En moi, même enfouie.
ALICE
Les gens veulent toujours un début. Ils s’imaginent que si une histoire commence quelque part, c’est qu’elle a aussi une fin. Que l’orage a cessé, qu’ils peuvent revenir à leur routine, épargnés qu’ils ont été. Ça se tient, je dis pas. Et puis ça rassure un peu. Il faut bien parce que ce qui s’est passé cette année-là, ça en a inquiété plus d’un. Ceux d’en bas dans la vallée, sur les marchés, dans les foires, ils la racontent encore, cette histoire. Ils inventent la moitié d’ailleurs, chacun a ses petits détails qu’il a rajoutés, qu’il peaufine les mois passant. À leur place je ferais pareil : ça fait des choses à dire, tout le monde cherche des choses à dire, sinon on n’existe pas. C’est humain. Bref.

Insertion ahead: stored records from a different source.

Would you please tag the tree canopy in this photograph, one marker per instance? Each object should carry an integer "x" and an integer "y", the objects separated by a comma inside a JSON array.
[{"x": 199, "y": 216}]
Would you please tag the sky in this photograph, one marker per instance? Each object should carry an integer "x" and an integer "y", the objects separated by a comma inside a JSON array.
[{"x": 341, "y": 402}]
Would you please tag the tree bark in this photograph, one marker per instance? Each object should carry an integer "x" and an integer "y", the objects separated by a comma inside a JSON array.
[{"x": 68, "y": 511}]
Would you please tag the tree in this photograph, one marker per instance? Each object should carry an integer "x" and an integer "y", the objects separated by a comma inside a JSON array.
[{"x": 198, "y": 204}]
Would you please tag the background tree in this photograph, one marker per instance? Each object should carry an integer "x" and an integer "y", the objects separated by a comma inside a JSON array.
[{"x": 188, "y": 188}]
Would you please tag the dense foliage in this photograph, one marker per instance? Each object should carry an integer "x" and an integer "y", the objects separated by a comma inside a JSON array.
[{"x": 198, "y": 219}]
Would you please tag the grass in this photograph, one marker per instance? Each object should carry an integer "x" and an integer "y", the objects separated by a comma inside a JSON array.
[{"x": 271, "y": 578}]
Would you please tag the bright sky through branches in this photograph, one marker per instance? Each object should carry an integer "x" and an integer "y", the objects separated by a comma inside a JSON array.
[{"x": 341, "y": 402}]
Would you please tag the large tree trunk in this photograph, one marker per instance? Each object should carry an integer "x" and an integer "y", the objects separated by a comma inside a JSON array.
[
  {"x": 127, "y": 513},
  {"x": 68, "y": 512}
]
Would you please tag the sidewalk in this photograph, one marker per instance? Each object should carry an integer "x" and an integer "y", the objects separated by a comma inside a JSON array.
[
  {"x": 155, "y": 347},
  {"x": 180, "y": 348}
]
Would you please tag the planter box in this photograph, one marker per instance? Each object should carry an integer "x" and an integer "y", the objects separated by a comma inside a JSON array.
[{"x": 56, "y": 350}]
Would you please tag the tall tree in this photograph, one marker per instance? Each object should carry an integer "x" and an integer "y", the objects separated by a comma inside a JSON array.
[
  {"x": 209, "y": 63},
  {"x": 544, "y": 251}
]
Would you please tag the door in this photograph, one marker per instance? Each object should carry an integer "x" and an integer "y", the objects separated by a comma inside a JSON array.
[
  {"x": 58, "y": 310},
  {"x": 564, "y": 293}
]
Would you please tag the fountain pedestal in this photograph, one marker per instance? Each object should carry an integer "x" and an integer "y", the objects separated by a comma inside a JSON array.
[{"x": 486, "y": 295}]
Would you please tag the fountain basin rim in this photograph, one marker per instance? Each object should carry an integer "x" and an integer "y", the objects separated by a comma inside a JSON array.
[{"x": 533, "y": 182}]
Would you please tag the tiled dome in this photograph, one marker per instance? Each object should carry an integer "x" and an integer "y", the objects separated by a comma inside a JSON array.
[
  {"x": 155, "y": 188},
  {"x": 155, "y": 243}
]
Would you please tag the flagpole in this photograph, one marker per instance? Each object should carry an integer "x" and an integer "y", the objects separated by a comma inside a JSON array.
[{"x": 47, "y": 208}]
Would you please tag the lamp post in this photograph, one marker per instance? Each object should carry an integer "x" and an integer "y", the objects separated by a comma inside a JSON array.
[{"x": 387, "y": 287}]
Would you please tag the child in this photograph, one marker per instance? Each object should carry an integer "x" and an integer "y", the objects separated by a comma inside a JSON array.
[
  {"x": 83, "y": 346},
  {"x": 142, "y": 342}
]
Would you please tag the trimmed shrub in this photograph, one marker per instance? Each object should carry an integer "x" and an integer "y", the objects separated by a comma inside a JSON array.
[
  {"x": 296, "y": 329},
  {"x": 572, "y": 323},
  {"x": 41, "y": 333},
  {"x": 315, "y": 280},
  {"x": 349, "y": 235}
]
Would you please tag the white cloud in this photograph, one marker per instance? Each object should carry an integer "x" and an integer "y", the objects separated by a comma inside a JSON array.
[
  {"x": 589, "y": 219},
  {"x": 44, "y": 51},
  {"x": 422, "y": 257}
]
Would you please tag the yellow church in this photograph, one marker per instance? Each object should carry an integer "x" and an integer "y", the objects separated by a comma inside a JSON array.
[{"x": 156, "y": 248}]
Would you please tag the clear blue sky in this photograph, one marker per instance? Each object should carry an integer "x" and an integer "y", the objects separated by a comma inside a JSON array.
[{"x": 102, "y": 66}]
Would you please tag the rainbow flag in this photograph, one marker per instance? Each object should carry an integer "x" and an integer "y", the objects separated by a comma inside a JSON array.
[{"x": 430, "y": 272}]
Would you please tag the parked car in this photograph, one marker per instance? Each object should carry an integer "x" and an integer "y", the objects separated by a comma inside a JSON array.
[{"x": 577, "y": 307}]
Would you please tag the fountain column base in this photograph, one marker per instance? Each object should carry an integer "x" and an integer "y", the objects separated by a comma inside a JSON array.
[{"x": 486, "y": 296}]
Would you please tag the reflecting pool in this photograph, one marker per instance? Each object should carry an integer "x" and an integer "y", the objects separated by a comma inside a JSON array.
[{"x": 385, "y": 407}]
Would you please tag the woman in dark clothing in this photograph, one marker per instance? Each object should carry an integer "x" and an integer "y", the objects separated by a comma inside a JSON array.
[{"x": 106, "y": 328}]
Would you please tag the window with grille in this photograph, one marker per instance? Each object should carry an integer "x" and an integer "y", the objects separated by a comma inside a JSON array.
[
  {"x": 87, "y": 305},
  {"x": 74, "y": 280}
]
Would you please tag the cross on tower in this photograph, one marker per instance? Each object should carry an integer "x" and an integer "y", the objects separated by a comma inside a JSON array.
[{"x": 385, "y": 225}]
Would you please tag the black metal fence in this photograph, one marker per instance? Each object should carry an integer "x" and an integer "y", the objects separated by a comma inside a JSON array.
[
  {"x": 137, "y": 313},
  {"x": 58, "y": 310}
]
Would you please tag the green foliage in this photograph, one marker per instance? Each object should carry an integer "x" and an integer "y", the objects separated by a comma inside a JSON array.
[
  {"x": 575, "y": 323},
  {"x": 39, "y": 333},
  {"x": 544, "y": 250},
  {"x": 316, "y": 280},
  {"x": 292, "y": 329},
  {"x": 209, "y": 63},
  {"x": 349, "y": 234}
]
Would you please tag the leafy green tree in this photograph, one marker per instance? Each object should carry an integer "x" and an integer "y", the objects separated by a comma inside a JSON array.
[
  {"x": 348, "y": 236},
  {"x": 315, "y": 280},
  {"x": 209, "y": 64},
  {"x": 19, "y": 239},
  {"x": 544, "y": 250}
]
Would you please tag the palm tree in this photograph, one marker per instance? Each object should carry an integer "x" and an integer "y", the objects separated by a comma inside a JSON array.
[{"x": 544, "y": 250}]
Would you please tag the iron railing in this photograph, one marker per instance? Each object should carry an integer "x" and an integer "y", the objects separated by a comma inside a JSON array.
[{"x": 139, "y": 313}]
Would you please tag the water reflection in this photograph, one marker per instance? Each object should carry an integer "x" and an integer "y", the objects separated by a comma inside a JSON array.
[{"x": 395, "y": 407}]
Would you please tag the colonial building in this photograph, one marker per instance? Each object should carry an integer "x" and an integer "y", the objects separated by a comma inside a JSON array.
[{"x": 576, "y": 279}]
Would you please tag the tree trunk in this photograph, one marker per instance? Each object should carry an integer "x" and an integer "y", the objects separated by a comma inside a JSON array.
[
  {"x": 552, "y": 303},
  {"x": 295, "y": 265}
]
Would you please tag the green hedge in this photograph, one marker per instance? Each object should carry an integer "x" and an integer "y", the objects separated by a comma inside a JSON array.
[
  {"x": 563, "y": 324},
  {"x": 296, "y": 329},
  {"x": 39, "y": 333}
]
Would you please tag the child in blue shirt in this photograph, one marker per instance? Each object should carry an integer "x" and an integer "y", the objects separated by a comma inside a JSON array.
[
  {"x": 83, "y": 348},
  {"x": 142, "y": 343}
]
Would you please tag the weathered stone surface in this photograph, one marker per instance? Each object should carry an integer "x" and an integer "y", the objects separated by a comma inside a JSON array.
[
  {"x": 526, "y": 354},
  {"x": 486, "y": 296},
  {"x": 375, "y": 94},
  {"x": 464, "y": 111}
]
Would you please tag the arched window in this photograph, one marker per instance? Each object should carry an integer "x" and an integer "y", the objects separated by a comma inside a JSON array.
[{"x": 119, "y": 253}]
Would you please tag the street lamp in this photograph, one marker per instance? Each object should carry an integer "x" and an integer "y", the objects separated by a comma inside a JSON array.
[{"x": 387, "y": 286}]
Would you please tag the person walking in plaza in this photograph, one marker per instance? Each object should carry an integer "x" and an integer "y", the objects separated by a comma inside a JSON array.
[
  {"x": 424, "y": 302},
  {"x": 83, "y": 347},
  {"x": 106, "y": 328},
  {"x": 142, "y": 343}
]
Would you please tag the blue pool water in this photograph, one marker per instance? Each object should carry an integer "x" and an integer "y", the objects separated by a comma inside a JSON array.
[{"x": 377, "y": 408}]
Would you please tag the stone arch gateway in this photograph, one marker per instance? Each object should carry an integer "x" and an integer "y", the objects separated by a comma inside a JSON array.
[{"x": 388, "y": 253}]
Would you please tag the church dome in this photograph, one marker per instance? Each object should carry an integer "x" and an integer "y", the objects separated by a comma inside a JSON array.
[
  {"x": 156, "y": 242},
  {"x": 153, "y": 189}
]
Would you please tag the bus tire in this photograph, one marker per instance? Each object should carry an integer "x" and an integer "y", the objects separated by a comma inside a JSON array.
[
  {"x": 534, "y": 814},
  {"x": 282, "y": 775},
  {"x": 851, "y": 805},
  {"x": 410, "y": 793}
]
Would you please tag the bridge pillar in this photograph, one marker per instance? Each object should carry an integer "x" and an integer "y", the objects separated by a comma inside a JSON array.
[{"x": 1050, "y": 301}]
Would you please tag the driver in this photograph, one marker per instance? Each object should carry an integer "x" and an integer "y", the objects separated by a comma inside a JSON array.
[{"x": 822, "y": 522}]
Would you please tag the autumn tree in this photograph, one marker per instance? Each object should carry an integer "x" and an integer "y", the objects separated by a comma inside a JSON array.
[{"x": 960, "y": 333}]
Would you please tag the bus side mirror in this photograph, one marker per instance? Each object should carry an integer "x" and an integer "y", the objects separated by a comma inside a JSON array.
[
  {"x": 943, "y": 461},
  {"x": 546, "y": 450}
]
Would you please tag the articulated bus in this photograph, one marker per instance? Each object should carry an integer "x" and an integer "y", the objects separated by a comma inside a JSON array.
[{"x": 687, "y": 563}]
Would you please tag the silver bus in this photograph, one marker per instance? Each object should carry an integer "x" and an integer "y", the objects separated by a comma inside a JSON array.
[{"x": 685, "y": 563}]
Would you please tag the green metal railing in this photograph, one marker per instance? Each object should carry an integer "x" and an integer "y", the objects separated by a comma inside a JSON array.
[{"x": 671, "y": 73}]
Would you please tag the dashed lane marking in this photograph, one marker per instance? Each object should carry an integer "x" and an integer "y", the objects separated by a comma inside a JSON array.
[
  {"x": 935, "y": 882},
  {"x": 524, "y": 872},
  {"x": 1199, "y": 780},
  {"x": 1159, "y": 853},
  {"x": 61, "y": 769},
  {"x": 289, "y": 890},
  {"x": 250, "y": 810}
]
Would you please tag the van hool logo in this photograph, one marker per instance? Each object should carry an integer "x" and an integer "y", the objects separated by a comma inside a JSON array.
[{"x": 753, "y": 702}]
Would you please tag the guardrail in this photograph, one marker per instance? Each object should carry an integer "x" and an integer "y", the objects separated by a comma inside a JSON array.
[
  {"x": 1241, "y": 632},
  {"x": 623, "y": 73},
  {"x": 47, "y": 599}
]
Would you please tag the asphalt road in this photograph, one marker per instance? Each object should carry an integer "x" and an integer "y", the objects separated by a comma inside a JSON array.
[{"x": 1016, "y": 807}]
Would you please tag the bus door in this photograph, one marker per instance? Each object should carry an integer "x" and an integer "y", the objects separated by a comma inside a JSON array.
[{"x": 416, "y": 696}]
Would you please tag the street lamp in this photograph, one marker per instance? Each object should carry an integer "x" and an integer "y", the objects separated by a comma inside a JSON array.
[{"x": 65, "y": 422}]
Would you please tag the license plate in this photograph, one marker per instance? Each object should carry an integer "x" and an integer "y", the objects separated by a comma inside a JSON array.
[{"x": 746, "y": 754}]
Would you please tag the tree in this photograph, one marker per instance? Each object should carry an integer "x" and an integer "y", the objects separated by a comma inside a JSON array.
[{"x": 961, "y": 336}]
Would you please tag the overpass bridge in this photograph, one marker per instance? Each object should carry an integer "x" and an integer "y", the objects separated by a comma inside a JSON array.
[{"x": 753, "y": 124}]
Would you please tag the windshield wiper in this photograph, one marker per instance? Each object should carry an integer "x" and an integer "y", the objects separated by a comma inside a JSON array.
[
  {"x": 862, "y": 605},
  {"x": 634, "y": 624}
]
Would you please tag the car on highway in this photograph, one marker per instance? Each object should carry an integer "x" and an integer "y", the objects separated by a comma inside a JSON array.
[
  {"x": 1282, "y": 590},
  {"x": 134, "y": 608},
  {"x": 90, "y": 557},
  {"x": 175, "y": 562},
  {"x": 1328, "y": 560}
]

Lorsque les gens reparlent de tout ça, leur début à eux, c’est celui de la télé.
Le 19 janvier.
Le jour où Évelyne Ducat a disparu.
Moi, c’est le lendemain que j’ai appris la nouvelle. L’hiver était installé pour de bon, la neige tapissait ma montagne comme un linge trop blanc et les vents n’en finissaient plus de balayer les versants. La nuit on les entendait hurler autour de la ferme. Ce matin-là, le chauffage à fond pour désembuer mon pare-brise, je conduisais doucement, malgré les chaînes je savais que les routes étaient dangereuses. J’ai descendu les lacets au ralenti, au milieu des blocs de granit entassés sur les pentes que, gamine, j’imaginais tombés du ciel pendant un énorme orage. Je pensais à ma journée de la veille, c’est pour ça que je n’ai pas fait attention aux voitures bleues garées le long de la départementale, pas plus qu’aux gendarmes affairés autour avec leurs cartes et leurs portables qui captaient mal. Un autre jour, j’aurais essayé de savoir ce qui s’était passé, j’aurais fait ma curieuse en me répétant C’est pas tes affaires. Mais là, j’ai roulé presque sans ralentir pour entrer dans le bourg et aller me garer près de la place du Marché.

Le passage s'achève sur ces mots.